The correlation coefficient is a number between $-1$ and 1 that determines whether two paired sets of data (such as those for height and intelligence of a group of people) are related. The closer to 1 the more “confident” we are of a positive linear correlation and the closer to-1 the more confident we are of a negative linear correlation (which happens when, for example, one set of numbers tends to decrease when the other set increases as you might expect if you plotted a person’s age against the number of toys they possess). When the correlation coefficient is close to zero there is little evidence of any relationship.

Confidence in a relationship is formally determined not just by the correlation coefficient but also by the number of pairs in your data. If there are very few pairs then the coefficient needs to be very close to 1 or $-1$ for it to be deemed “statistically significant,” but if there are many pairs then a coefficient closer to 0 can still be considered “highly significant.”

The standard method that statisticians use to measure the “significance” of their empirical analyses is the $p$-value. Suppose we are trying to determine if the relationship between height and intelligence of people is significant and have data consisting of various pairs of values (height, intelligence) for a set of people; then we start with the “null hypothesis,” which, in this case is the statement “height and intelligence of people are unrelated.” The $p$-value is a number between 0 and 1 representing the probability that the data we have arisen if the null hypothesis were true. In medical trials the null hypothesis is typically of the form that “the use of drug X to treat disease $\mathrm{Y}$ is no better than not using the drug.”

The calculation of the $p$-value is based on a number of assumptions that are beyond the scope of this discussion, but people who need $p$-values can simply look them up in standard statistical tables (they are also computed automatically in Excel when you run Excel’s regression tool).
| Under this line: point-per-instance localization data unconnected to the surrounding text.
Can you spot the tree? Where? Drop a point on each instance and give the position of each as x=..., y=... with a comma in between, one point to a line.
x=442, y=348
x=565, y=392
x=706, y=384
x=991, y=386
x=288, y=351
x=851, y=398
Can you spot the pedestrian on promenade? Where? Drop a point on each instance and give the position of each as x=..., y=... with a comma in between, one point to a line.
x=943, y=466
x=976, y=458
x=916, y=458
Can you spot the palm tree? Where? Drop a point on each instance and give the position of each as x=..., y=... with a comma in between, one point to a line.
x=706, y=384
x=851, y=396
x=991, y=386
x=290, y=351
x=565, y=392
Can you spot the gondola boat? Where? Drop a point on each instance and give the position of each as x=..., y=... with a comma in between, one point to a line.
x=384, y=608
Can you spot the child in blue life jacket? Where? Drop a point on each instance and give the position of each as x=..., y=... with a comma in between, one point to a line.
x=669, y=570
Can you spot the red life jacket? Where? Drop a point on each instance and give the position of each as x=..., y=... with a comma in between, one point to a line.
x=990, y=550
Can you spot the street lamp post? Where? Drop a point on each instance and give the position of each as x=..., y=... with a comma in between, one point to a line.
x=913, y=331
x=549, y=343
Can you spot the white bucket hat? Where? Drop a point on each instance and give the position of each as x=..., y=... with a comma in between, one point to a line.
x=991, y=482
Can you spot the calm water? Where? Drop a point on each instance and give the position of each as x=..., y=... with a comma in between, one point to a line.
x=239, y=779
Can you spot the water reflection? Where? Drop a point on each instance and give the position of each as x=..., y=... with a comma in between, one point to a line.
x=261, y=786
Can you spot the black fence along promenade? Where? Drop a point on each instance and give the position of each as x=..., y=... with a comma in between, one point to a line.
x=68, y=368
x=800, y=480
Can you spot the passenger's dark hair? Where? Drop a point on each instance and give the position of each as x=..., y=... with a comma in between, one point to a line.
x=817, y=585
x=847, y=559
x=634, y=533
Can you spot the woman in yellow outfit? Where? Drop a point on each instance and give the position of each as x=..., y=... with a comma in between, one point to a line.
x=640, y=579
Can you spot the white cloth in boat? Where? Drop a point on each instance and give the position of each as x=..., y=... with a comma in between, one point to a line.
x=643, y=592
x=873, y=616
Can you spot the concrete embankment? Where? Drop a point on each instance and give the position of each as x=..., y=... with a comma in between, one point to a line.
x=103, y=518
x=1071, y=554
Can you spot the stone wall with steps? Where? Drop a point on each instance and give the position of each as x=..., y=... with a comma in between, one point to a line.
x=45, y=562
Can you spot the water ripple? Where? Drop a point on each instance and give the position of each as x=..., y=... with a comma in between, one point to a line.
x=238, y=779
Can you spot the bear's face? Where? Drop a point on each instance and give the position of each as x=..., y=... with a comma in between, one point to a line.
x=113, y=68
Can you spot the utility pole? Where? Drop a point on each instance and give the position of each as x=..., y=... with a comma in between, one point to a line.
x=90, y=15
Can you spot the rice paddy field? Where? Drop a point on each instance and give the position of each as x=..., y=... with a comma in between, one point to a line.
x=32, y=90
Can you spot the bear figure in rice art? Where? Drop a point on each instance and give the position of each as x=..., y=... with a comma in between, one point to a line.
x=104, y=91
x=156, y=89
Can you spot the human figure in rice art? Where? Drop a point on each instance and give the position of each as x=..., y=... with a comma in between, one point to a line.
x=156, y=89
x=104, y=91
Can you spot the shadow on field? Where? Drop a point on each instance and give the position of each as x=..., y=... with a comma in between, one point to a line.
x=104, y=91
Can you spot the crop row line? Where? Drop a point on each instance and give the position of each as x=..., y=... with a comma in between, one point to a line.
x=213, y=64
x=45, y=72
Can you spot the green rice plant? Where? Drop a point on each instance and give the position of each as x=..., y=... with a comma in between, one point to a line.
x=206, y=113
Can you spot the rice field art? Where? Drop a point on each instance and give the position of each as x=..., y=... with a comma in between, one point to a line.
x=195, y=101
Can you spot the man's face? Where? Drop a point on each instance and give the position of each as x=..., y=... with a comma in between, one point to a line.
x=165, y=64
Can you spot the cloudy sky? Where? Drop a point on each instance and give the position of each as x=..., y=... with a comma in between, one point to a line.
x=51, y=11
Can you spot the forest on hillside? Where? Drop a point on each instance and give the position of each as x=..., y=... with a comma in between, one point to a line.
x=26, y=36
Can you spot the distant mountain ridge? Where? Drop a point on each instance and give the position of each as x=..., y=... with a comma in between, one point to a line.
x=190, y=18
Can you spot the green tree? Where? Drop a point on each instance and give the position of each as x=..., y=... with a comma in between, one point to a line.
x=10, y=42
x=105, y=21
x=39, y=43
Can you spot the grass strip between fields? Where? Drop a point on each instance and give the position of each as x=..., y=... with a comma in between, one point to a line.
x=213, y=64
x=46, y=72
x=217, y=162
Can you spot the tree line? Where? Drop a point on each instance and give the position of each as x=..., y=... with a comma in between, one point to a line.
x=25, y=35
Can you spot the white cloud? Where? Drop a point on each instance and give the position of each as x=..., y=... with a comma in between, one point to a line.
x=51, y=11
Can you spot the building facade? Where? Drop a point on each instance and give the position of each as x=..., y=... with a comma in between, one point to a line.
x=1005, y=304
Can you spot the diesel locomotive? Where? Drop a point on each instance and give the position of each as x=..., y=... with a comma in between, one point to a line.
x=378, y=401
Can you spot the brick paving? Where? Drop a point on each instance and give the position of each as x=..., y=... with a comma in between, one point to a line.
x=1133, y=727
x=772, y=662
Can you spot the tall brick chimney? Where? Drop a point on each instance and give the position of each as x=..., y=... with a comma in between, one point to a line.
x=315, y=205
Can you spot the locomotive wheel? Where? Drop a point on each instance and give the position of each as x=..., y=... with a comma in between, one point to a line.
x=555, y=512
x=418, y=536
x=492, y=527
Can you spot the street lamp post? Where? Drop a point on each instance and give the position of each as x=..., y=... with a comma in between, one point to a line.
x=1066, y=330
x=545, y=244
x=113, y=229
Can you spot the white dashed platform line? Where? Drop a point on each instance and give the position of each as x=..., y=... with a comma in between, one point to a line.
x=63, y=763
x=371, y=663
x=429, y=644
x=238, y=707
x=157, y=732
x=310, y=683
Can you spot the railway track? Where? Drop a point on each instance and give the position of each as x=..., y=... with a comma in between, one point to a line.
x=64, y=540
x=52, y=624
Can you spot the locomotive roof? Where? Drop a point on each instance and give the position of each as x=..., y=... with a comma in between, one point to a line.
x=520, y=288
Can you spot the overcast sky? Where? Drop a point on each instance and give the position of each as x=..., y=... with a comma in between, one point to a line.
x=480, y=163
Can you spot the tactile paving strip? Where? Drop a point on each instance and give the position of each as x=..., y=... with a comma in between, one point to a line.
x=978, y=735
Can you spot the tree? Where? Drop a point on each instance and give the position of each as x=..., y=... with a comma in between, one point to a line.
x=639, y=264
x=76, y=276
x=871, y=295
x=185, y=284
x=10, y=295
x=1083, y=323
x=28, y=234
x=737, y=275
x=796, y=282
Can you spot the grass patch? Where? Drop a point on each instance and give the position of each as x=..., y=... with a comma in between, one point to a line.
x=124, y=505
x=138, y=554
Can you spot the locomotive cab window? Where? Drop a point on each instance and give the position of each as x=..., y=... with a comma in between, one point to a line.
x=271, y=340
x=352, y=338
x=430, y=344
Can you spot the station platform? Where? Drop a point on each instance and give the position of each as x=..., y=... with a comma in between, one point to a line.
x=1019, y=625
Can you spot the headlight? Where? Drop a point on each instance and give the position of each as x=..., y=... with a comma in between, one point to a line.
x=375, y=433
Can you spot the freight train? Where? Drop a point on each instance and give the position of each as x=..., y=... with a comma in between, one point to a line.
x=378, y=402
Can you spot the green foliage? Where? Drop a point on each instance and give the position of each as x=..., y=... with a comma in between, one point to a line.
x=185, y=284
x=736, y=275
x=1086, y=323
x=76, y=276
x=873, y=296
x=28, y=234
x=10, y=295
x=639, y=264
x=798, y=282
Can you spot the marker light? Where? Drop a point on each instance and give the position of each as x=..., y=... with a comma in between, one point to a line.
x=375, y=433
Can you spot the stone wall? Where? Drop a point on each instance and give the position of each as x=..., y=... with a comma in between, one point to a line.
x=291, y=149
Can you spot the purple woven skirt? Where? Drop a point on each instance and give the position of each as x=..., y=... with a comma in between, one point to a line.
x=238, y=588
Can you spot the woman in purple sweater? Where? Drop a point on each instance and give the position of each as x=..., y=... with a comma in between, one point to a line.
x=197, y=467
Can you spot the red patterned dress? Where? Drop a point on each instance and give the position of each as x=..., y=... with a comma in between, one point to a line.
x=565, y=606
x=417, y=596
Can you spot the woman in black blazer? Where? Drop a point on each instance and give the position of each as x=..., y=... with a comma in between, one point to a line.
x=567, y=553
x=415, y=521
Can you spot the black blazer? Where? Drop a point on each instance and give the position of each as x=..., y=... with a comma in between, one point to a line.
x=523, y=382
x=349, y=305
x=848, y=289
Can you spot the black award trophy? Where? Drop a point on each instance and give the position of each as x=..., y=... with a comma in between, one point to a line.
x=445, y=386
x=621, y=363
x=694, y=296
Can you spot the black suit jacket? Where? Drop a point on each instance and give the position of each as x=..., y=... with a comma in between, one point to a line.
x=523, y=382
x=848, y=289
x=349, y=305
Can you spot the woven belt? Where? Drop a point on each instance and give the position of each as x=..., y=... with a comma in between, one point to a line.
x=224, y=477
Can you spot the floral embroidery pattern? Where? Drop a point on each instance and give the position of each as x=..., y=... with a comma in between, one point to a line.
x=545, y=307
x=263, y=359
The tables (or Excel) will tell you, for example, that if there are 100 pairs of data whose correlation coefficient is $0.254$, then the $p$-value is $0.01$. This means that there is a 1 in 100 chance that we would have seen these observations if the variables were unrelated.
A low $p$-value (such as $0.01$ ) is taken as evidence that the null hypothesis can be “rejected.” Statisticians say that a $p$-value of $0.01$ is “highly significant” or say that “the data is significant at the $0.01$ level.”

A competent researcher investigating a hypothesized relationship will set a $p$-value in advance of the empirical study. Typically, values of either $0.01$ or $0.05$ are used. If the data from the study results in a $p$-value of less than that specified in advance, the researchers will claim that their study is significant and it enables them to reject the null hypothesis and conclude that a relationship really exists.

统计代写|贝叶斯分析代写Bayesian Analysis代考|Spurious Correlations

Although the preceding examples illustrate the danger of reading too much into dubious correlations between variables, the relationships we saw there did not arise purely by chance. In each case some additional common factors helped explain the relationship.

But many studies, including unfortunately many taken seriously, result in claims of causal relationships that are almost certainly due to nothing other than pure chance.

Although nobody would seriously take measures to stop Americans drinking beer in order to reduce Japanese child mortality, barely a day goes by when some decision maker or another somewhere in the world takes just as irrational a decision based on correlations that turn out to be just as spurious.

For example, on the day we first happened to be drafting this section (16 March 2009) the media was buzzing with the story that working night shifts resulted in an increased risk of breast cancer. This followed a World Health Organization study and it triggered the Danish government to make compensation awards to breast cancer sufferers who had worked night shifts. It is impossible to state categorically whether this result really is an example of a purely spurious correlation. But it is actually very simple to demonstrate why and how you will inevitably find a completely spurious correlation in such a study-which you might then wrongly claim is a causal relationship-if you measure enough things.